Há pouco mais de seis anos atrás me divorciei de um casamento do qual gerei filhos. Um casal querido e com idades próximas. Ela, a mais velha, morena de pele jambo e olhos verdes ardósia. Ele, um lindo menino de pele cor de cenoura, cabelos claros e olhos azuis. A realização de um sonho comum ter um casal de filhos quase do mesmo tamanho, lindos e de olhos claros. Ter um menino e uma menina, o que me tornava então, uma “expert” em criação de filhos nas rodas das amigas, e uma sortuda. Afinal, uma mãe morena de olhos castanhos passeando por aí com duas lindas crianças de olhos claros é um “tiro na lua”.

A minha primeira sensação frente ao fim da minha família na sua constituição original foi a de que jamais, jamais (!) eu desejaria filhos de novo. Essa não era uma questão com eles, com os que já tinha. Eles eram, são e sempre serão a minha vida, e sou grata por cada centímetro deles que perambula por aí e que constitui essa alma nova que me habitou a partir do momento em que me tornei mãe. Mas em se tratar de futuro, de jeito nenhum. Tinha consciência de que em parte me perdi em mim mesma  com a maternidade. Ela veio como uma avalanche de emoções, de um amor incontrolável e incondicional que me assustava ao ponto de eu me tornar de certa forma servil neste papel, me atrapalhando nos outros. Aconteceu com você?

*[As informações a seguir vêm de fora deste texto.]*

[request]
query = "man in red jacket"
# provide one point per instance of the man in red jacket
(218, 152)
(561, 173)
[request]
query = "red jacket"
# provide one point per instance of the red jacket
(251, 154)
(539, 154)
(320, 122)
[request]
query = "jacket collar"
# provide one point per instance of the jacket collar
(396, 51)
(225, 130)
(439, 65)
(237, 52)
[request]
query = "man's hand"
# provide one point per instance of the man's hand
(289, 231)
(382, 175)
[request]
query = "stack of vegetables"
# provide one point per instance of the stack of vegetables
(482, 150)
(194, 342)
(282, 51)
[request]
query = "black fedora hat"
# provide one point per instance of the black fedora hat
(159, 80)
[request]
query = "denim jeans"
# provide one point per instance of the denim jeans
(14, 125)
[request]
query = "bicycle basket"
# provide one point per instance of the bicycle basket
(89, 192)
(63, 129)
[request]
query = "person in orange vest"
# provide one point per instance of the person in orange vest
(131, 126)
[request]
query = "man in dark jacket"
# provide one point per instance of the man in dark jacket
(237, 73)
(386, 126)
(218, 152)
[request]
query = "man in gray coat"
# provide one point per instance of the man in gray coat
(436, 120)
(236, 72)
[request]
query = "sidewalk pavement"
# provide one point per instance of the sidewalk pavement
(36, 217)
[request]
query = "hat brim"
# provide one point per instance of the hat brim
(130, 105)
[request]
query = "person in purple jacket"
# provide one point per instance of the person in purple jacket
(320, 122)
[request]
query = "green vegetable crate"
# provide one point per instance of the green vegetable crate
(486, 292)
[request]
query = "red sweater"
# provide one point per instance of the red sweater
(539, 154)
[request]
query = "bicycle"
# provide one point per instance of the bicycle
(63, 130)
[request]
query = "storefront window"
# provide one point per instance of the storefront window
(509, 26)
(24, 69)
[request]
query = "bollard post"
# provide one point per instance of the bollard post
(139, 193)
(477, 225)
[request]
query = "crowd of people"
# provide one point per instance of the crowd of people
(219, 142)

Nasceram eles, nasceu uma mãe dedicada, encantada e exausta. E foi natural, com a vivência do divórcio acontecendo pouco a pouco dentro da minha casa, fechar a porta para a possibilidade de uma nova maternidade. Namorar sim, casar, até sim… Mas engravidar de novo definitivamente a resposta era “não”.

Só que a vida passa empreendendo, tem direção própria e às vezes desgovernada. Faz aparecer e desaparecer, surpreende, assusta, encanta, apaixona, ignora, e faz propostas com cara de “indecorosas” para nos provar que por mais que desejemos planejar as coisas, existe sempre um caminho, uma alternativa, um acontecimento para o qual não estávamos preparados, não olhamos antes.

Impactada pela paixão, me envolvi afetivamente de todas as formas conhecidas, e até desconhecidas para mim, com o homem que veio a construir uma nova família comigo a partir da união, do retorno meu e dele, também divorciado na época, a instituição do casamento. Mas antes disso tudo acontecer e o nosso romance ser registrado em um cartório qualquer, eu o amava. Fui tocada de forma que tudo o que eu havia construído de “barricada” para o meu recomeço foi levado como que pela correnteza de um mar revolto. Como a casa de palha dos “Três porquinhos”, como um daqueles “tsunamis” das ilhas asiáticas. Meu plano seria ali o plano dele também, e em um dos nossos primeiros encontros, quando navegávamos na presença de filhos na vida, na minha com dois e na dele com nenhum, ofereci a minha barriga, a minha maternidade.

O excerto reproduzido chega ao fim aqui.